Now for the good news. I've practiced this rule for many years, and can confidently report that with enough repetition it becomes habitual. You'll still recognize the hardest thing as being the hardest thing--whether it's balancing the books, making a sales call, or wrestling with your taxes--but the psychological dread that caused you to procrastinate in the past will have disappeared.
Here are three suggestions for taking the beast head-on:
1. Prepare the night before.
Before you go to bed, review tomorrow's agenda. Channel your inner Alex Honnold--if you haven't seen Free Solo yet, I highly suggest it--and memorize every move in advance. Single out the moves that really suck, and then the one that sucks the very most.
Legendary Chinese general Sun Tzu advised that you learn to "know your enemy...and in one hundred conflicts you will naturally prevail."
You now know your enemy. Meditate on it. Let it stand out in your thoughts. Isolated, it isn't quite so intimidating.
2. Establish a soothing ritual.
Confronting your enemy in a dull or disordered state of mind is a great way to get slaughtered. To avoid this, establish a ritual or routine that you perform the moment you walk through the office door.
Arrive five minutes early. Greet your colleagues by name. Act cheerful and alert. Take your stuff to your desk and get organized.
Now make a cup of coffee or pour a glass of water. (Be methodical--your co-workers should be able to set their clocks by your movements.) Return to your desk. Seat yourself and take a sip. Fire up your computer. Your mind should be in a clear, calm state by now.

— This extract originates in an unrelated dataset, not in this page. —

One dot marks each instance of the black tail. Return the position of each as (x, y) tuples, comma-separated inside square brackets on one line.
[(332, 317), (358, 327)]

3. Inform someone else of your plans.
Announcing your intentions will ease your burden and provide extra motivation to succeed. You don't have act like you're running for president, but don't be shy about it, either.
Tell a trusted teammate: "I'm going to do X now, and I'm going to show you when I'm finished." If it helps, add some humor. Confide that you haven't been looking forward to this particular responsibility and you hope talking about it will help you become the hero your mother always said you were. Or, if you had a rough childhood, that it will help you avoid becoming the lazy slob your mother always said you were.
Complete the step by following up with your teammate. Enjoy the euphoria for a minute or two, then move on to the next responsibility.
The rewards for doing the hardest thing first are obvious. The moment you cross that chore from your list, your mind unfurls like the first day of spring. Suddenly, other difficult tasks aren't so difficult. Suddenly, your mind is totally yours, whereas before it belonged to the task you were postponing.
Perform the three steps religiously. Accept that you'll fail--probably often. But then, something magic will happen. Gradually, you'll improve. Your focus will tighten, your mood will lighten, your value will increase. And one happy morning, when you briskly crank out a task that six months ago would have haunted you all day, you'll know what self-improvement really means.